The BBC version of Rupert was repeated to death for 12 years, 13 if you include the BBC Choice showings and in fact outlived the (I think there was a gap of a decade-ish before it randomly turned up on the CITV channel in 2008) repeats of the CITV series of Rupert if I recall. And then it showed up on CBeebies for a final hurrah in 2003 after three years of absence from schedules as pointed out earlier in the thread.
Was incredibly strange to have CBBC showing a version of Rupert that was just a narrator talking over still pictures when you had CITV showing a full animantion version at the same time. The CBBC version really felt badly inferior to me at the time.
I saw a kiosk/booth today at a aquarium gift shop called "KidsTV", where you put in £1 in the slot and go into the booth to watch clips/full episodes(?) of Postman Pat: SDS, The Basil Brush Show, Finley the Fire Engine and Rupert Bear: Follow the Magic. Kids today wouldn't recognize half of these shows (execpt Postman Pat). Since when kids will remember Finley the Fire Engine?!
Finley last aired in November 2012 according to Wikipedia. I'm sure those shows would've all been current when the booth was set up - I would say it dates from 2009. That's two years after Finley started, two years after Basil ended, and a year after Rupert ended and Pat SDS started.
The late 80s/90s a golden period for kids tv, coming back from school to see wonderfully crafted programmes from citv/bbc, then Home and Away and Neighbours, Going Live, Motormouth, Ghost Train, it was too good.
Summer telly with Ox Tales, Vicky the Vicking, fantastic
The late 80s/90s a golden period for kids tv, coming back from school to see wonderfully crafted programmes from citv/bbc, then Home and Away and Neighbours, Going Live, Motormouth, Ghost Train, it was too good.
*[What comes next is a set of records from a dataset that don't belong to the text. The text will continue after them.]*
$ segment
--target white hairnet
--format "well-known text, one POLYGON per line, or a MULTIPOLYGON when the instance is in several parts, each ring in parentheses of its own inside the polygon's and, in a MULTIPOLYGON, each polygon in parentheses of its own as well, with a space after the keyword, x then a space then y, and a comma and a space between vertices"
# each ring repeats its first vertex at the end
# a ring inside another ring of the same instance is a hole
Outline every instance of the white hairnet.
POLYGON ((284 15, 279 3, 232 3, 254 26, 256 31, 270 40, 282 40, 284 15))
Summer telly with Ox Tales, Vicky the Vicking, fantastic
It was legitimately the best. Without going too off-topic, I'm quite grateful to have grown up in that landscape. Foregoing any Rose-tinted spectacles, there was something quite lovely about the internet being in its infancy and having such quality TV as a primary entertainment source. I've just ordered The Demon Headmaster on DVD, having finally been released in its entirety almost two decades after it last aired (now I feel old)!